In general, by asking: What needs healing? And how can we support that healing?

And if it’s me…. Identify the stressful beliefs and assumptions behind it and question these. Identify any emotional issue behind it and invite in healing for it. Shift in how I relate to the trigger and what’s triggered in us, for instance through dialog (parts work, subpersonalities) or heart-centered practices.

If I am annoyed by noise from my neighbor, it points to something unhealed and examined in me. I can find thoughts like: He should be more considerate. He shouldn’t use noisy machines. He should have a wild garden instead of a sterile manicured one. I cannot find peace. I can then examine each of these, for instance using The Work of Byron Katie. I can also identify triggered identities – perhaps “sensitive” and “considerate” – and examine these, for instance using Living Inquiries.
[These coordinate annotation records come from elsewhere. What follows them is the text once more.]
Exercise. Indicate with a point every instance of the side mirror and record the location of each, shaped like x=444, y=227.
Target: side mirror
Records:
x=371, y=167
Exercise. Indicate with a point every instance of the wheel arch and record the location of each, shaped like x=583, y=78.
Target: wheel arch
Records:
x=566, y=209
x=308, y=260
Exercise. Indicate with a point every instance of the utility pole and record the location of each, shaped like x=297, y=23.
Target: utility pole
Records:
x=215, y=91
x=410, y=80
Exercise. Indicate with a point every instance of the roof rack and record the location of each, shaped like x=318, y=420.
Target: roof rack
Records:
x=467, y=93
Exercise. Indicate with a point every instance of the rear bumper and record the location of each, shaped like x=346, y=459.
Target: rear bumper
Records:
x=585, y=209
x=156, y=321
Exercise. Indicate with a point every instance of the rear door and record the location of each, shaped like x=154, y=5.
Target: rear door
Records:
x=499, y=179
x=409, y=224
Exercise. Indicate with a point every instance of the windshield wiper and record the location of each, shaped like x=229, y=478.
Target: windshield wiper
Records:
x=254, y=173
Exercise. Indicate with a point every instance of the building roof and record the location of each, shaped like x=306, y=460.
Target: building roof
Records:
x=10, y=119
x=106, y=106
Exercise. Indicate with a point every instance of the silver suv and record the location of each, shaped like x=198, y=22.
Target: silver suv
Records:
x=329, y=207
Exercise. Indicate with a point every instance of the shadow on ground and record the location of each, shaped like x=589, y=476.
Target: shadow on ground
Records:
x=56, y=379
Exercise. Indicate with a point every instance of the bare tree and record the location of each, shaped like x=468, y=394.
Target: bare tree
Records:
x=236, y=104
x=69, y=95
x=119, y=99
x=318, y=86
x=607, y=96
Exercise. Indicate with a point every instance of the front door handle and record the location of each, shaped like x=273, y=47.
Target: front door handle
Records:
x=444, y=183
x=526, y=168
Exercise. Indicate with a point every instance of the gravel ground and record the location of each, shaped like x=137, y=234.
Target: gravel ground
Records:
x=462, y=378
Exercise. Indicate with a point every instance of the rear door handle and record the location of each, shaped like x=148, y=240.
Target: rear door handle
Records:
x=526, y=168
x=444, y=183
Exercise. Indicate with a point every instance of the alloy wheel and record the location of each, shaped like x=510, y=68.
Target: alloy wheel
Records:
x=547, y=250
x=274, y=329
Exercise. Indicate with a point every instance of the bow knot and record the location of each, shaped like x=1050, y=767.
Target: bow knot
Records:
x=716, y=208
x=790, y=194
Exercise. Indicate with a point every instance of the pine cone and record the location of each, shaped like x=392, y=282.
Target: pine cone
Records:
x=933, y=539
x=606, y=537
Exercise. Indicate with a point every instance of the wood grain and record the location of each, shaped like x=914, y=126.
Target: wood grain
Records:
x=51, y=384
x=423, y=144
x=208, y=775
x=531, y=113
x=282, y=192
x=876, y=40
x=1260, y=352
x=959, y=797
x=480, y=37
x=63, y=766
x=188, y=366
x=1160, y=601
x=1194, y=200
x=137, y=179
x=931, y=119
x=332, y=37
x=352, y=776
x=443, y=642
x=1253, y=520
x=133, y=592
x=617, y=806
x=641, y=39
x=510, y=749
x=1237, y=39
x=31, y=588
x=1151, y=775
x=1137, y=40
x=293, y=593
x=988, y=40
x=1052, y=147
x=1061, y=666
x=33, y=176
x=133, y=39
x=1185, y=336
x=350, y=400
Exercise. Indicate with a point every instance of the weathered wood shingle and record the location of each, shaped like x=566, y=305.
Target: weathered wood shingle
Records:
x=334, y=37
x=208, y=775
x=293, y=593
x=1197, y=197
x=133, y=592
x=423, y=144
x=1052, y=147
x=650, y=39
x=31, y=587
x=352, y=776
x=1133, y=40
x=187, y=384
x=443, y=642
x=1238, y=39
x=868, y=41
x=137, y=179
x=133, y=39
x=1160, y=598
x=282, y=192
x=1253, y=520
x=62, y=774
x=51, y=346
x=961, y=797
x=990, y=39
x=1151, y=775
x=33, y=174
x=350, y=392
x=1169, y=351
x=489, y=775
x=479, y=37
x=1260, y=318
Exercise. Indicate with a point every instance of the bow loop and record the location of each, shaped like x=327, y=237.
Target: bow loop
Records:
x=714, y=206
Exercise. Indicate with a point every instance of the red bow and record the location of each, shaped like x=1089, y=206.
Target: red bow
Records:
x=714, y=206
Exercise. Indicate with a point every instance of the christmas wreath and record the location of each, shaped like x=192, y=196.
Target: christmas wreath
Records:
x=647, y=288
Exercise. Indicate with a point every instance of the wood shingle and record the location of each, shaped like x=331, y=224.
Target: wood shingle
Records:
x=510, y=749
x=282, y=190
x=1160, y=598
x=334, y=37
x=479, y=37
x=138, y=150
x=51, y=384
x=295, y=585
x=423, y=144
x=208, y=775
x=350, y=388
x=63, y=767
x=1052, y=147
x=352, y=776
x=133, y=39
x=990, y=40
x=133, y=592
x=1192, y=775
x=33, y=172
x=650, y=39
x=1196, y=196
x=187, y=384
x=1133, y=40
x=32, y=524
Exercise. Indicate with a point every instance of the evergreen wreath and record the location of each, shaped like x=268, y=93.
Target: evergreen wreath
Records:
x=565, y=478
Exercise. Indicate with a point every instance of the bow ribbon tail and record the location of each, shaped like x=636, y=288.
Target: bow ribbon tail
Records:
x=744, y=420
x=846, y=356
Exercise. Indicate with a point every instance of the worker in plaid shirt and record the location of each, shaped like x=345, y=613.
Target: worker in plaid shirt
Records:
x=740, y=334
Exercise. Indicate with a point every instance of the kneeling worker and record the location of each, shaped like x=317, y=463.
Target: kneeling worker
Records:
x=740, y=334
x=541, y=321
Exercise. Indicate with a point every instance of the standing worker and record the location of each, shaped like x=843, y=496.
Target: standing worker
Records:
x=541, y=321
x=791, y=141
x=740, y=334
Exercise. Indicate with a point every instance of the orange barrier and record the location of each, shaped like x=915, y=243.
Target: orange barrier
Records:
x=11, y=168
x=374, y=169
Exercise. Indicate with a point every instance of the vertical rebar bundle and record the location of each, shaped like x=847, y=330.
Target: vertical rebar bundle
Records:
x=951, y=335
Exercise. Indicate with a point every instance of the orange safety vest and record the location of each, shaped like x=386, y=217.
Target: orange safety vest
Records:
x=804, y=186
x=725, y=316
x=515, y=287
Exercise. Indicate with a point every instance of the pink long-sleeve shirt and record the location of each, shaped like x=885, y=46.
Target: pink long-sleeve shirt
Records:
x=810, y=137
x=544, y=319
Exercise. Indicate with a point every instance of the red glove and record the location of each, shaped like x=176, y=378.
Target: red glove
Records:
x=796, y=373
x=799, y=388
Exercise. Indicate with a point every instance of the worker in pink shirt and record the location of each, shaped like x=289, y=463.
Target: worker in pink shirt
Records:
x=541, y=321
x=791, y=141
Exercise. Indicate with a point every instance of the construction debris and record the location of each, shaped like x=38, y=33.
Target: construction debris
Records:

If my mind goes to worries about the future or stressful events in the past, I can identify beliefs and identities and inquire into them. I can identify emotional issues and invite in healing for them in whatever way works for me. I can find the parts of me that are triggered and dialog with these. I can use heart-centered practices to shift my relationship with the trigger (now, in the past, or in the imagined future) and what’s triggered in me.

Why is the mind drawn by what needs resolution or healing?

I suspect this is a built-in mechanism that came through evolution. The ones whose mind was drawn to what needed resolution were more likely to find this resolution, and they functioned better as human beings and were more likely to successfully bring up children, grandchildren, and children in the larger family – all of whom may have shared this trait. They were also more likely to contribute to the success of the tribe or community which included people who shared this trait.

At a micro-level, the mind is drawn to what needs resolution through creating a charge. The mind associates certain thoughts (connected with what’s unresolved) with certain sensations, and the thoughts give meaning to the sensations and the sensations give a sense of charge, substance, and reality to the thoughts.

The gifts in frustrating fascinations

So there is a gift in apparently meaningless, frivolous, or frustrating fascinations.

On the surface, they can seem useless or uncomfortable, and if the mind gets stuck in them, it can be unhealthy or unhelpful.

And yet, if we join in with the impulse and examine it, we may find something of great value.

We may find healing, clarity, insights, and an opportunity to mature.